Babamla mutfağa girmek aslında abime saldıramayacağımın başlıca nedeniydi. Babam olmasaydı o saçlarını tek tek yolardım da babama dua etsin. Masaya, herkes yerine yerleşince kahvaltımıza başladık. Kahvaltı bitimine doğru yani çoğu kişinin kahvaltısı bitince abim babama hitaben konuşmaya başladı.

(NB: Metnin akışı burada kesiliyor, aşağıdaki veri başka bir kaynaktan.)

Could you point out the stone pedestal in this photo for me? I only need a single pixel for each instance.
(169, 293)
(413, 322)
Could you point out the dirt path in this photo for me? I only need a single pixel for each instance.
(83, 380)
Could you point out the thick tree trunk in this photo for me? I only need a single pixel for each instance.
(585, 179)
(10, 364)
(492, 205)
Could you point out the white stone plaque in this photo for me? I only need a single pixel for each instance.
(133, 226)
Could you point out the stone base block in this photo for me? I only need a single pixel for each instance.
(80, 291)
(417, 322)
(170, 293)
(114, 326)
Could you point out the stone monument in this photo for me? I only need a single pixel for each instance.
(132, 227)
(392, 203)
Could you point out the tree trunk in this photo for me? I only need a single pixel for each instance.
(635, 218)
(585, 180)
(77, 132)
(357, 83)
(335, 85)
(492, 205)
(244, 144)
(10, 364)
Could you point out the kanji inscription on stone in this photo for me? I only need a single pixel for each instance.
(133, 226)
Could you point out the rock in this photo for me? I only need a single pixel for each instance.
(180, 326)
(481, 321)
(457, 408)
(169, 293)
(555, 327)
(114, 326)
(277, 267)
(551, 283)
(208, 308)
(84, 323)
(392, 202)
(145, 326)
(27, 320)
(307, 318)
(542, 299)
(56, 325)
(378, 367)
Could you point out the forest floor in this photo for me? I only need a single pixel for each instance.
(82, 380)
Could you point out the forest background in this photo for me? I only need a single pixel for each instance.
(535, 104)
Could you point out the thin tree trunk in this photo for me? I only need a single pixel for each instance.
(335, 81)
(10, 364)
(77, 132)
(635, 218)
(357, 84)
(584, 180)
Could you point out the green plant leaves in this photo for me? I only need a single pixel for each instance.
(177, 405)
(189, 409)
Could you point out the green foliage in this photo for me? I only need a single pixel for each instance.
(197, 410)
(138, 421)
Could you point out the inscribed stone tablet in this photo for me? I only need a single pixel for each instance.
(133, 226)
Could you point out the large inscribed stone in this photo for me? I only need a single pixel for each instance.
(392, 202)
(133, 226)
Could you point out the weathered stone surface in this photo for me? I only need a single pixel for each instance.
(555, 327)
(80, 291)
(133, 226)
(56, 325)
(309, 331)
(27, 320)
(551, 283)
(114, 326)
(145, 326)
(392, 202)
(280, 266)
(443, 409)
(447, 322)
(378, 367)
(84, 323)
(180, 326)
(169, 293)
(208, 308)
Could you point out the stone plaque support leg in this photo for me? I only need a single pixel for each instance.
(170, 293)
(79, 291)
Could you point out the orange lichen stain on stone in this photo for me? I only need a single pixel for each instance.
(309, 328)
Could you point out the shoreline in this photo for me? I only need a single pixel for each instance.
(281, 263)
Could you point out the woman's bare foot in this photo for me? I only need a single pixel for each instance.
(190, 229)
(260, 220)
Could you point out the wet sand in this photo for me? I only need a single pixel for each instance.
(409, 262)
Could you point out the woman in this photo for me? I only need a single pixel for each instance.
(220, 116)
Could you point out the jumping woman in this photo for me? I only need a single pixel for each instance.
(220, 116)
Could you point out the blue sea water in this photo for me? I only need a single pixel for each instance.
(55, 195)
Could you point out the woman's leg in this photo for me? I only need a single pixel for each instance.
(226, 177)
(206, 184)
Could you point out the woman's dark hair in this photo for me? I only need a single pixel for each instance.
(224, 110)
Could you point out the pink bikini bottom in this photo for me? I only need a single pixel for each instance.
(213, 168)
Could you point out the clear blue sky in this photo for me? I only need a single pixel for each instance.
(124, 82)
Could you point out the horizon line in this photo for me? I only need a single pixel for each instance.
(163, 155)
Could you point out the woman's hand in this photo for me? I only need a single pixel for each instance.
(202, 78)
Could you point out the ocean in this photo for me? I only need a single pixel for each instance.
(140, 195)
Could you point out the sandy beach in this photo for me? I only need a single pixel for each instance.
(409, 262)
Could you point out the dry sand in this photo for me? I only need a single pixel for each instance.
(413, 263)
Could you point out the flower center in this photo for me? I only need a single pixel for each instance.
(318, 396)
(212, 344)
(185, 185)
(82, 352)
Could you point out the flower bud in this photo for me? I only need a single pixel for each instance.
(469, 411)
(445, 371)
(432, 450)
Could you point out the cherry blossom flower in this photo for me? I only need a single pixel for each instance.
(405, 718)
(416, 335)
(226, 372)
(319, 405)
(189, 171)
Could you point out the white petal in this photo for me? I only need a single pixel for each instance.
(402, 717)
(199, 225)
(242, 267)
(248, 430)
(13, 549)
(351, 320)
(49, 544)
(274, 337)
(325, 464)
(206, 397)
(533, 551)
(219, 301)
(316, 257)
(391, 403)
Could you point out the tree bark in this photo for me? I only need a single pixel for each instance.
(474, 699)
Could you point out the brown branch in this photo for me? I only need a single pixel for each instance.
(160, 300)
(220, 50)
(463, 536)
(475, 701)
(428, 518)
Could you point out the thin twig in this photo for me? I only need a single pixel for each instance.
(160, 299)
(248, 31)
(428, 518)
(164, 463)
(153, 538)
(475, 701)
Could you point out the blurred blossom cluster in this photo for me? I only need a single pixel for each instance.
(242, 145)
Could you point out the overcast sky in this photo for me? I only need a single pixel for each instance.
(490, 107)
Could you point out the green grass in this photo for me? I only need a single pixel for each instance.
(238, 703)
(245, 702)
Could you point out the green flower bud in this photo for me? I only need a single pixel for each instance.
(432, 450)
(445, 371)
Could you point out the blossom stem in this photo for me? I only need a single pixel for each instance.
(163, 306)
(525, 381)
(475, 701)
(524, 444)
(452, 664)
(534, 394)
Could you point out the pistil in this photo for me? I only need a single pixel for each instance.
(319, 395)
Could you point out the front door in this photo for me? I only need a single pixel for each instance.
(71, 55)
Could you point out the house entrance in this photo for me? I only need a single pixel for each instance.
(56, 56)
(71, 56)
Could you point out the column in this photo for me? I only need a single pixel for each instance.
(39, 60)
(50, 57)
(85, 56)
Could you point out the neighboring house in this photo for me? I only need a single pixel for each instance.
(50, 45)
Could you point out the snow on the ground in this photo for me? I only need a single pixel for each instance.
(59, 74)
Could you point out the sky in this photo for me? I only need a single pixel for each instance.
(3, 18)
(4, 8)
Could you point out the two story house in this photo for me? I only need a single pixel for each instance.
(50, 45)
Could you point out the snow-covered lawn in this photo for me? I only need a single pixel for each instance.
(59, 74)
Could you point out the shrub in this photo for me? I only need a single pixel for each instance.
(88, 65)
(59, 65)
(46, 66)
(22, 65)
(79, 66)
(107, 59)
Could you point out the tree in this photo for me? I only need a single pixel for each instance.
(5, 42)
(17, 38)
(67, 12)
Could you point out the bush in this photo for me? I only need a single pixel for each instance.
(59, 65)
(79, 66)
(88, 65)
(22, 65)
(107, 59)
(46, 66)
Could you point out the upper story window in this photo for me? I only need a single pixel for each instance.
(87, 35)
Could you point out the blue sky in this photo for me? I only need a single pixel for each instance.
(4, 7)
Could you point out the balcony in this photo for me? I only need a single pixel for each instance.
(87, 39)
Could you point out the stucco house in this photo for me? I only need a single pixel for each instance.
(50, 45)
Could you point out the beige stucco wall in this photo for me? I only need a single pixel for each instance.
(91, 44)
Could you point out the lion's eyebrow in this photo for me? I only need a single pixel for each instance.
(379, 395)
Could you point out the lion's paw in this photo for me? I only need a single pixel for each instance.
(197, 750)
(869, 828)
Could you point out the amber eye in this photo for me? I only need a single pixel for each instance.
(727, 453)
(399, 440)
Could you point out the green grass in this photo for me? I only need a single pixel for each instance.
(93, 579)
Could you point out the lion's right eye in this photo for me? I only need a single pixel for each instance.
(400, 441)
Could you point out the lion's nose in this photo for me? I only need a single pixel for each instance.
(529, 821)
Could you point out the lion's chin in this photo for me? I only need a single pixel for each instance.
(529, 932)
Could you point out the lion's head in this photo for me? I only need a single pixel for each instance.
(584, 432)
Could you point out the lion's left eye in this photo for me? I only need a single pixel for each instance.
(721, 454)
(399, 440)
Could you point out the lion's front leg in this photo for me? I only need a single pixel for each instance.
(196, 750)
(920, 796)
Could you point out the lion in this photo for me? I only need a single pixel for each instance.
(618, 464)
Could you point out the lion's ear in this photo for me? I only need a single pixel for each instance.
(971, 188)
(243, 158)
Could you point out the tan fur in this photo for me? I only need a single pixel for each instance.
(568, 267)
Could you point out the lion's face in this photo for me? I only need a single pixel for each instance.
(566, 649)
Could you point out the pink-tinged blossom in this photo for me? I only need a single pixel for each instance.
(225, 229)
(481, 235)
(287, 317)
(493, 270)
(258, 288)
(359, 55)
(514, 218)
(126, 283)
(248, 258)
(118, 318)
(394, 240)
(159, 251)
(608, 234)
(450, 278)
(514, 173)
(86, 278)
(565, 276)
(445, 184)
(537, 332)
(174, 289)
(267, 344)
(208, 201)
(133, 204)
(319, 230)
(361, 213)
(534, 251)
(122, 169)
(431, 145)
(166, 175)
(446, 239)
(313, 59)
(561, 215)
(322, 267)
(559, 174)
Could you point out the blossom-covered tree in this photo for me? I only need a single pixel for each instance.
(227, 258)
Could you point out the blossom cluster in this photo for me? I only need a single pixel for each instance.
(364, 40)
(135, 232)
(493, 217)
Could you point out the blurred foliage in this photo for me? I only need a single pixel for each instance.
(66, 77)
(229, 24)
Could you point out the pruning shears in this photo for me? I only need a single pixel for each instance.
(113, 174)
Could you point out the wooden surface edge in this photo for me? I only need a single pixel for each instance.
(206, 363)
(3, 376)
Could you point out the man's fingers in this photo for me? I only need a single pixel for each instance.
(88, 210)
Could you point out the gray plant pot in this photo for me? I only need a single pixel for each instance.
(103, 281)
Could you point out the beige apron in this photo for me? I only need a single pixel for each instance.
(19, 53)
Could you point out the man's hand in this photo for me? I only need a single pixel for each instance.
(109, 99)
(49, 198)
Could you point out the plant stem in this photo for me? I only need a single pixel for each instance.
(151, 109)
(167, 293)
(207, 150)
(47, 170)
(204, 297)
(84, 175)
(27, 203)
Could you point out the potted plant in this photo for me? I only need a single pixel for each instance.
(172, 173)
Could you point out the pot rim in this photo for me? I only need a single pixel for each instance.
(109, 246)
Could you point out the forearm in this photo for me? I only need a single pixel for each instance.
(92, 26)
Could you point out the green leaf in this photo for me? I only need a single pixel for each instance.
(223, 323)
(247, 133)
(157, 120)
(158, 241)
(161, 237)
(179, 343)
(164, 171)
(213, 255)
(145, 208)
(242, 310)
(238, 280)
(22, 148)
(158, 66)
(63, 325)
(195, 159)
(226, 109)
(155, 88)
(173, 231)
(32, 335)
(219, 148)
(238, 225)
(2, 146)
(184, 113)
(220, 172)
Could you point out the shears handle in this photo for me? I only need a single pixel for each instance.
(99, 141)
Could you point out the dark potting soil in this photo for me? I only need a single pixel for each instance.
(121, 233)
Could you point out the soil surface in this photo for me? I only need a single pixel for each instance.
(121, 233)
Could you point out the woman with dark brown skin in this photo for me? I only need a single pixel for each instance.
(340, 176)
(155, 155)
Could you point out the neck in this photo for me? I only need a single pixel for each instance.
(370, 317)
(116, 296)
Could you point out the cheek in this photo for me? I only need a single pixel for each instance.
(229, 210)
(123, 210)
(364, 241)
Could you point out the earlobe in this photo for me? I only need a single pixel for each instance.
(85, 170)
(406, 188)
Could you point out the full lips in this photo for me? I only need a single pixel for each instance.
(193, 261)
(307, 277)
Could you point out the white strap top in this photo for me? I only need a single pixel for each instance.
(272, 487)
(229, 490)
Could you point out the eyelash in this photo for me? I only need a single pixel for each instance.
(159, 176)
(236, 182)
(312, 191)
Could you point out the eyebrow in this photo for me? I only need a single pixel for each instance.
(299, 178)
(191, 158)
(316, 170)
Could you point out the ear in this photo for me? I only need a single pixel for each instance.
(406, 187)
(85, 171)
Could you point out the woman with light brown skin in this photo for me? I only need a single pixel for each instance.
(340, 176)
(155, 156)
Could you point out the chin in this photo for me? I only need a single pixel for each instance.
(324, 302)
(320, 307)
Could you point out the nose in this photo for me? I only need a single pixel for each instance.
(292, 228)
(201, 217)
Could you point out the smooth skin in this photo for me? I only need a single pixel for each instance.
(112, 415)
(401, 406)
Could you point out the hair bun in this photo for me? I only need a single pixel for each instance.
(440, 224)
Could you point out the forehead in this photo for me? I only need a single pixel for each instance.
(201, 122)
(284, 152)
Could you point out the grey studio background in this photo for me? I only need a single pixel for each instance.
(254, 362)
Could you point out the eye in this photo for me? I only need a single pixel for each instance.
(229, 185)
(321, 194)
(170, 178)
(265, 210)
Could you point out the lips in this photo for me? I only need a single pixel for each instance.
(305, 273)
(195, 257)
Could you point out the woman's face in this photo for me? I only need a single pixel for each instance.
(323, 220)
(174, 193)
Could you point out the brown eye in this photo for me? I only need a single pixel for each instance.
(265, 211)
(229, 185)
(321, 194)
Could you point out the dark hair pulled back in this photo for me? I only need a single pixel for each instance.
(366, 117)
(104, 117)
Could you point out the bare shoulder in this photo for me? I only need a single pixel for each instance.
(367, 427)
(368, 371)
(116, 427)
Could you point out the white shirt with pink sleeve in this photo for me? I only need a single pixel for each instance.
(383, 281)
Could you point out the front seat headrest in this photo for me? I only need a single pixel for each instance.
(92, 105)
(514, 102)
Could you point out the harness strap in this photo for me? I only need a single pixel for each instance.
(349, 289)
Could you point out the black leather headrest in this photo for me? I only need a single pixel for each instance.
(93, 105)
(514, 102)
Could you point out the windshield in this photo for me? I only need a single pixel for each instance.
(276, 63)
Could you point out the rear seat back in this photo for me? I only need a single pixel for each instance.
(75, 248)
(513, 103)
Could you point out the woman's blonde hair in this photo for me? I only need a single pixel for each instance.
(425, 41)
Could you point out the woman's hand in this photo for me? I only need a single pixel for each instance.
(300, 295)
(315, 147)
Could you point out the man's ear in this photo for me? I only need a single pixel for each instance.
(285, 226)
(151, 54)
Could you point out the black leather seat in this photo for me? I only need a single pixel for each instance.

"Baba, bugün işten sonra Selinle dışarıda birkaç işimiz var. Ben biraz geç gelirim bu gece, haberin olsun." demesiyle babam başını usulca sallayarak onu onayladı ve işe gitmek için masadan kalktı ve annemin saçlarını öptü, benim de saçlarımı karıştırıp eline benim tarafımdan bir tane şaplak yiyerek mutfaktan çıktı ardından da dış kapının kapanma sesi duyuldu. Mert de yaz tatilinde olduğumuz için odasına çıkarak bilgisayarına gömülmeye gitti. Ben de bu sırada annem ve babamı mutfaktan göndererek kahvaltı masasını toplayıp bulaşıkları yıkadım ve bir bardak portakal suyu alıp balkona çıktım. Portakal suyumu içerken bir yandan da maillerime bakıyordum. Üniversitede hukuk okumayı çok istemiştim ama puanım psikolojiye yetmişti. İkinci senemde kazandığım için tekrar o zorluklarla uğraşmak istemediğimden dolayı istemeyerek de olsa okumuştum. Aslında okurken öyle çok da bana hitap etmeyen bir bölüm olmadığını fark ettim ve mezun olduktan beri neredeyse İstanbul da çalışabileceğim her işe başvuru yapmıştım ve ne yazık ki hiç birinden onay alamamıştım. Ve bu serüven kokoca 2 yıl sürmüştü. Şuan 24 yaşımda işsiz bir kadındım.

Maillerim de sadece reklam mailleri vardı. Yine hiçbir iş yeri bana kabul maili göndermemişti. Sıkıntıyla geriye yaslanırken gözlerim mahallede gezindi. Boş boş mahalleye bakarken gözüme Arslanların evi takıldı. Daha sonra aklıma Beliz teyzenin ısrarla beni oturmaya davet ettiği geldi. Burada oturup yine işe alınamadım diye üzülmek yerine en azından orada vakit geçirebilirdim. Bu isteğimi yerine getirebilmek için önümdeki eşyaları toplayarak balkondan geri içeriye girdim. Adımlarımın istikameti önce merdivenler sonra da mutfak olmuştu. Elimdeki bardağı temizleyip yerine bırakmamla salona gitmem bir oldu. Annemin her zaman oturduğu koltuğu boş görmemle kaşlarım çatıldı. Nerede olabileceğini tahmin edebiliyordum ama annemi evin içinde aramak bana zulüm gibi geliyordu. O yüzden merdivenlerin başına geçerek yukarıya doğru seslendim.